De acordo com a nova norma (2324/2022), a Cannabis só poderá ser usada no tratamento de epilepsia refratária em crianças e adolescentes com síndrome de Dravet e Lennox-Gastaut ou complexo de esclerose tuberosa. E só pode ser usado o canabidiol, o CBD, um dos cerca de 500 compostos da planta.
O texto veda a prescrição de “quaisquer outros derivados” da maconha e a utilização para mais indicações terapêuticas só poderá acontecer em estudos clínicos.
Médicos também estão impedidos de ministrar cursos e palestras sobre o tema. A participação dos profissionais fica restrita ao ambiente científico, e apenas em congressos vinculados à AMB (Associação Médica Brasileira).
A resolução criou um furdúncio no setor. Com receio de punições, que podem variar de uma advertência à cassação do registro profissional, médicos estão suspendendo consultas, atendimentos, cursos e palestras. Na outra ponta, pacientes temem interrupção de tratamentos.
Profissionais do setor falam em censura e definem a resolução como um enorme salto para trás. Para especialistas, a nova orientação representa um grave retrocesso, que coloca o Brasil na contramão de evidências científicas mundiais.
“Existem mais de 30 condições médicas com estudos em curso e tratamentos efetivos, como no caso da doença de Parkinson, dores crônicas e distúrbios do sono”, afirma Maria Eugênia Riscala, CEO da Kaya Mind, empresa de consultoria sobre Cannabis. Para a executiva, um dos pontos mais críticos da resolução é a falta de clareza do que irá acontecer com os pacientes que hoje já estão fazendo uso e tendo bons resultados com esses produtos.

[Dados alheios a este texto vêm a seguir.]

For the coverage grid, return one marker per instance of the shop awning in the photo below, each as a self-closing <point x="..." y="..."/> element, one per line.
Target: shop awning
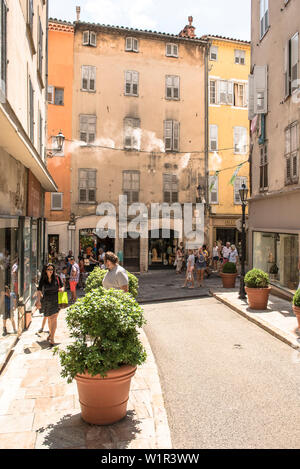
<point x="14" y="141"/>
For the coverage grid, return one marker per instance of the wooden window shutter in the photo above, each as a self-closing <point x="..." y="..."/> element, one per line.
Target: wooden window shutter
<point x="128" y="43"/>
<point x="135" y="45"/>
<point x="213" y="137"/>
<point x="93" y="39"/>
<point x="230" y="93"/>
<point x="294" y="62"/>
<point x="168" y="131"/>
<point x="261" y="92"/>
<point x="85" y="77"/>
<point x="176" y="87"/>
<point x="175" y="136"/>
<point x="86" y="38"/>
<point x="92" y="78"/>
<point x="251" y="113"/>
<point x="287" y="82"/>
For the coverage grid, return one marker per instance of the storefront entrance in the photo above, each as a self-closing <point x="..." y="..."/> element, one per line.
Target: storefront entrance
<point x="277" y="254"/>
<point x="162" y="251"/>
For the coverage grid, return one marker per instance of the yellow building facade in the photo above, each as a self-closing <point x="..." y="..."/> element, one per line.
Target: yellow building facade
<point x="228" y="126"/>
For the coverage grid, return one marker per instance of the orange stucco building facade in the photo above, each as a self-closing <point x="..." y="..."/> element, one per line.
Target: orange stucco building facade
<point x="60" y="88"/>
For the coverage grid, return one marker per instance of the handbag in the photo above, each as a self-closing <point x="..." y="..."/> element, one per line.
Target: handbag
<point x="63" y="298"/>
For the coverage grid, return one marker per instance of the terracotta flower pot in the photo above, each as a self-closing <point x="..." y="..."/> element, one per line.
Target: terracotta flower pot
<point x="258" y="297"/>
<point x="103" y="401"/>
<point x="296" y="310"/>
<point x="228" y="280"/>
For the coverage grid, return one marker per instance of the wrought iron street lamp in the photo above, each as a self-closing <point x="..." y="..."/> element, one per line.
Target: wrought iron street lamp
<point x="60" y="138"/>
<point x="243" y="195"/>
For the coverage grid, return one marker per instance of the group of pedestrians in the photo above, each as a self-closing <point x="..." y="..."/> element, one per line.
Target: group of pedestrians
<point x="52" y="295"/>
<point x="199" y="261"/>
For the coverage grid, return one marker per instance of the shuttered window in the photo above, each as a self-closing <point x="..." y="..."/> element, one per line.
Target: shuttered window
<point x="87" y="185"/>
<point x="132" y="133"/>
<point x="213" y="92"/>
<point x="213" y="55"/>
<point x="56" y="201"/>
<point x="213" y="137"/>
<point x="239" y="57"/>
<point x="240" y="140"/>
<point x="171" y="50"/>
<point x="40" y="48"/>
<point x="131" y="83"/>
<point x="88" y="78"/>
<point x="171" y="135"/>
<point x="87" y="128"/>
<point x="170" y="188"/>
<point x="264" y="17"/>
<point x="131" y="44"/>
<point x="30" y="14"/>
<point x="239" y="181"/>
<point x="225" y="92"/>
<point x="214" y="191"/>
<point x="89" y="38"/>
<point x="3" y="49"/>
<point x="292" y="153"/>
<point x="263" y="179"/>
<point x="31" y="110"/>
<point x="131" y="185"/>
<point x="291" y="66"/>
<point x="172" y="87"/>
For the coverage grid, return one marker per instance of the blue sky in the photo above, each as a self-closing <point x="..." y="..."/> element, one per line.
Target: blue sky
<point x="222" y="17"/>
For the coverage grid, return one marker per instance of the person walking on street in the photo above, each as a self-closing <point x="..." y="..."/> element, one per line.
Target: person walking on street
<point x="47" y="298"/>
<point x="74" y="278"/>
<point x="200" y="267"/>
<point x="178" y="261"/>
<point x="116" y="276"/>
<point x="215" y="256"/>
<point x="190" y="269"/>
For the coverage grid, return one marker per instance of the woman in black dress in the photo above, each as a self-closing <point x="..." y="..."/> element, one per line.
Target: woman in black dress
<point x="49" y="286"/>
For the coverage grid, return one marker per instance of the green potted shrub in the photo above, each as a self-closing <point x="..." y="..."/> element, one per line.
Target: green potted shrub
<point x="228" y="275"/>
<point x="104" y="354"/>
<point x="296" y="306"/>
<point x="96" y="277"/>
<point x="257" y="288"/>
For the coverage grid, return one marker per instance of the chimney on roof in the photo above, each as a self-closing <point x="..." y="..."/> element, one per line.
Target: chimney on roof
<point x="189" y="30"/>
<point x="78" y="9"/>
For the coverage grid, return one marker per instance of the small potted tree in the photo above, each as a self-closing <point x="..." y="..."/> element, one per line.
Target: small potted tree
<point x="228" y="275"/>
<point x="105" y="353"/>
<point x="296" y="306"/>
<point x="257" y="288"/>
<point x="96" y="277"/>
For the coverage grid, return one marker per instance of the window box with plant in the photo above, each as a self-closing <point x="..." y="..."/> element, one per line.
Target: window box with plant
<point x="228" y="275"/>
<point x="296" y="306"/>
<point x="104" y="354"/>
<point x="258" y="289"/>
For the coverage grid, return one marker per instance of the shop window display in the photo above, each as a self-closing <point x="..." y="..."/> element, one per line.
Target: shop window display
<point x="9" y="274"/>
<point x="277" y="254"/>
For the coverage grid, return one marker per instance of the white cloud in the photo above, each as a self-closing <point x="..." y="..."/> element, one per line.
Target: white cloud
<point x="134" y="14"/>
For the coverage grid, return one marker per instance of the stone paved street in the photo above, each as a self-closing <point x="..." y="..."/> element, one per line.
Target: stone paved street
<point x="38" y="409"/>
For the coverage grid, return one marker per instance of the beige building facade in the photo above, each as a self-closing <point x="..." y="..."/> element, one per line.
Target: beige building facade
<point x="274" y="113"/>
<point x="138" y="130"/>
<point x="24" y="178"/>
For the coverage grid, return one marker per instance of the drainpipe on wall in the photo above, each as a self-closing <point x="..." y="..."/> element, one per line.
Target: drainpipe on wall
<point x="206" y="112"/>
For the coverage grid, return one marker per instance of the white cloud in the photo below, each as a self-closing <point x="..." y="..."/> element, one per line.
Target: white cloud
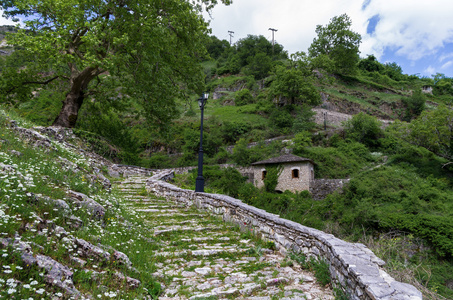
<point x="295" y="20"/>
<point x="4" y="21"/>
<point x="412" y="28"/>
<point x="445" y="56"/>
<point x="447" y="66"/>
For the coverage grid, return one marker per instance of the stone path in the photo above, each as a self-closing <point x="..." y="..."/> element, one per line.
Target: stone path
<point x="201" y="257"/>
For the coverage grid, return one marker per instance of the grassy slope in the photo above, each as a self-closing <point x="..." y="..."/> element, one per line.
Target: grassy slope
<point x="42" y="172"/>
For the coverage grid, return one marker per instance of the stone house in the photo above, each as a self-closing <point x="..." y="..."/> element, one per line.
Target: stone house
<point x="297" y="174"/>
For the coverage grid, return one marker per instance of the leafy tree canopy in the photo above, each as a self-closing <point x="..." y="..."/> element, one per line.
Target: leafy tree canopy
<point x="108" y="50"/>
<point x="339" y="43"/>
<point x="433" y="130"/>
<point x="291" y="83"/>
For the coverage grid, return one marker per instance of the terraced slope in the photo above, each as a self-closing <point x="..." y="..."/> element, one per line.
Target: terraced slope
<point x="201" y="257"/>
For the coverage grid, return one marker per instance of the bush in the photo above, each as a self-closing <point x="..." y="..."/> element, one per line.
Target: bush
<point x="243" y="97"/>
<point x="364" y="129"/>
<point x="414" y="105"/>
<point x="232" y="131"/>
<point x="281" y="119"/>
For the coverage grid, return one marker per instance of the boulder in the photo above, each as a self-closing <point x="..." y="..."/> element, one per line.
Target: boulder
<point x="95" y="209"/>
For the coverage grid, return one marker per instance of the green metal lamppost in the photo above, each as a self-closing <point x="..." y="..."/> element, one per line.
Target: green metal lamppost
<point x="199" y="183"/>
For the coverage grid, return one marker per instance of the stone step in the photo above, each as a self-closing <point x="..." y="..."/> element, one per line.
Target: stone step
<point x="199" y="257"/>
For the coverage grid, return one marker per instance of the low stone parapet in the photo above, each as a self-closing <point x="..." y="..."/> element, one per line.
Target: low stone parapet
<point x="353" y="266"/>
<point x="320" y="188"/>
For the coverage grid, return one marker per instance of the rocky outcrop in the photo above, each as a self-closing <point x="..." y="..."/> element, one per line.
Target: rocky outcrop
<point x="81" y="200"/>
<point x="320" y="188"/>
<point x="353" y="267"/>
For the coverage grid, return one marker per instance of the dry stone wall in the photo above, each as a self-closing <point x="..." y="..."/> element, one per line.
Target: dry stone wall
<point x="353" y="266"/>
<point x="320" y="188"/>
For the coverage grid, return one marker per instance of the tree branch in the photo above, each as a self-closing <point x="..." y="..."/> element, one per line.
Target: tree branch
<point x="33" y="82"/>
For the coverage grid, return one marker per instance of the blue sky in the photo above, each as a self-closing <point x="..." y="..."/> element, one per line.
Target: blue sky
<point x="416" y="34"/>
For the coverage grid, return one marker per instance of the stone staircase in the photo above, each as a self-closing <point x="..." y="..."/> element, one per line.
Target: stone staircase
<point x="202" y="257"/>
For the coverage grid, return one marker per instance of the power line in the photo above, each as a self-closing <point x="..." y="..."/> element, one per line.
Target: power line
<point x="273" y="41"/>
<point x="231" y="35"/>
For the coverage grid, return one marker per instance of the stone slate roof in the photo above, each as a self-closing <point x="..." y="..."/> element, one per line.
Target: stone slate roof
<point x="287" y="158"/>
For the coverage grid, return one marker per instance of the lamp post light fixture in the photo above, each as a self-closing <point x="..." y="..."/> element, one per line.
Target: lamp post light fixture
<point x="199" y="183"/>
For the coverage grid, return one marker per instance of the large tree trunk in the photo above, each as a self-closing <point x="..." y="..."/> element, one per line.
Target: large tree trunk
<point x="70" y="110"/>
<point x="74" y="99"/>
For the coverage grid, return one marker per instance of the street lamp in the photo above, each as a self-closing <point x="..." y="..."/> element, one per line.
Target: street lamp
<point x="199" y="184"/>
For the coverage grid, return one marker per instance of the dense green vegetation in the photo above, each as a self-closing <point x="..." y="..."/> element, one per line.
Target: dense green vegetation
<point x="399" y="200"/>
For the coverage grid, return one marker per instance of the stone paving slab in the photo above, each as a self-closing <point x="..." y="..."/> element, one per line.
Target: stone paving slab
<point x="202" y="257"/>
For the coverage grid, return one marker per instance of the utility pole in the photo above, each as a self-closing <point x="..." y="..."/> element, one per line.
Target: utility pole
<point x="273" y="41"/>
<point x="231" y="35"/>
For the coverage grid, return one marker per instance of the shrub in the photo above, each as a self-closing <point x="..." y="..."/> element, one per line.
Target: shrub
<point x="243" y="97"/>
<point x="280" y="119"/>
<point x="364" y="129"/>
<point x="414" y="105"/>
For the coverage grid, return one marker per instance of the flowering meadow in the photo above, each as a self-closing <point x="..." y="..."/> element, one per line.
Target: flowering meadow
<point x="43" y="232"/>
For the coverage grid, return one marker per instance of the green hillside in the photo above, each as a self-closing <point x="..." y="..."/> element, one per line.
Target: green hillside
<point x="399" y="199"/>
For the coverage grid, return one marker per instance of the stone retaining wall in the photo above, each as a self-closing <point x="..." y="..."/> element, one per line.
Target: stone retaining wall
<point x="320" y="188"/>
<point x="126" y="170"/>
<point x="353" y="266"/>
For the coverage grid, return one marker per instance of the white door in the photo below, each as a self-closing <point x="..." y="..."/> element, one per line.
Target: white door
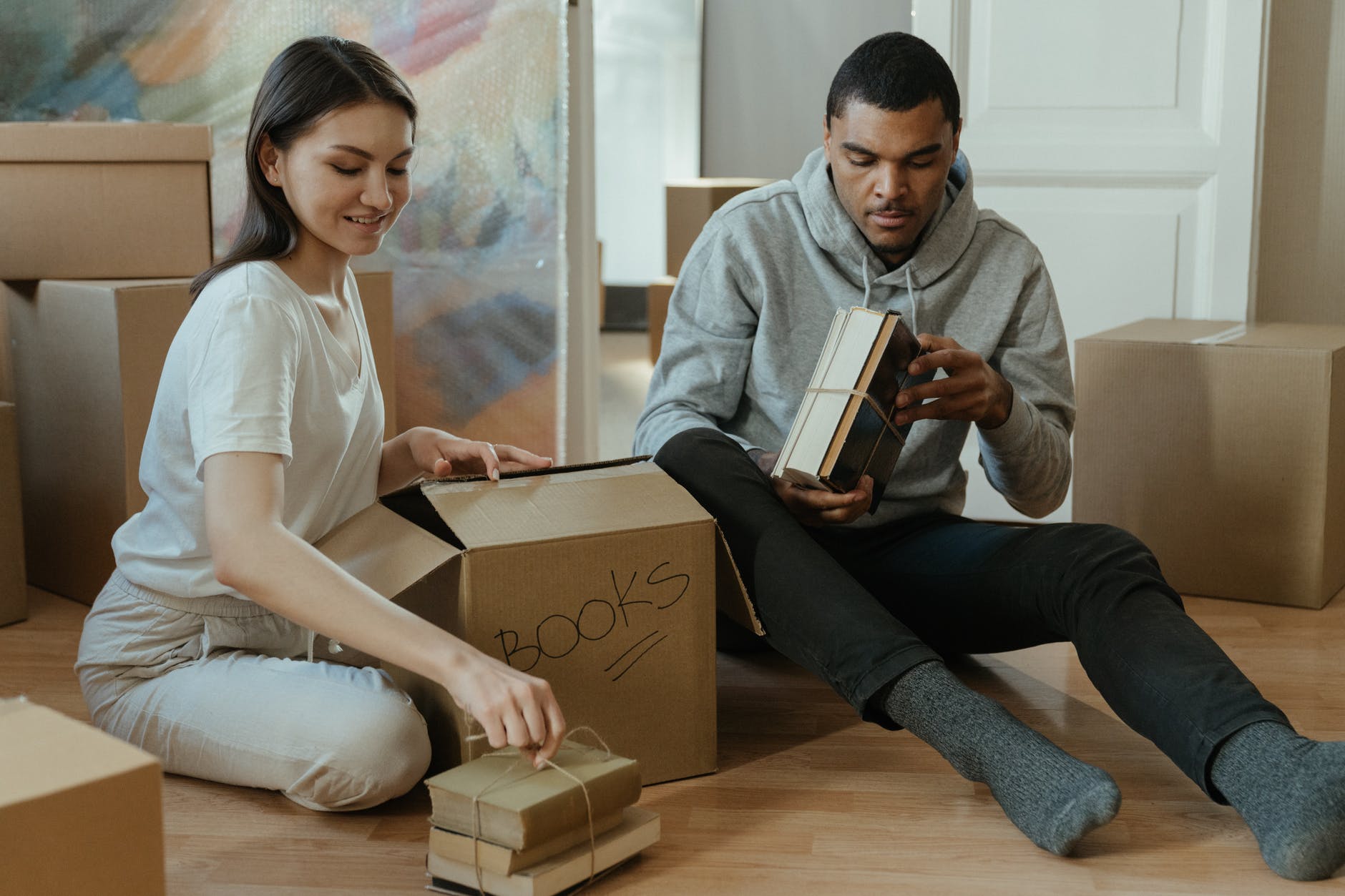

“Estimamos que por volta de 160 mil pessoas façam o tratamento com produtos à base de Cannabis hoje no Brasil”, observa Riscala. Mas, segundo ela, o impacto real será maior, por afetar também quem viria a utilizar nos próximos anos.
Com uma regulamentação ampla, a projeção da Kaya Mind é de que 6,9 milhões de pacientes poderiam se beneficiar de tratamentos com Cannabis medicinal. “O número de pacientes vem dobrando nos últimos anos”, informa a CEO.
TRATAMENTOS INTERROMPIDOS
Patrícia Boscatto, 47, não sabe ainda se poderá continuar com o tratamento da sua filha, Isadora, de 13 anos. A menina usa medicação à base de Cannabis desde 2019 por causa do comportamento agressivo. Ela tem síndrome de Down, TDAH (transtorno de déficit de atenção e hiperatividade), TOD (transtorno opositor desafiador), autismo e fissura labiopalatina (má formação dos lábios e da região do céu da boca).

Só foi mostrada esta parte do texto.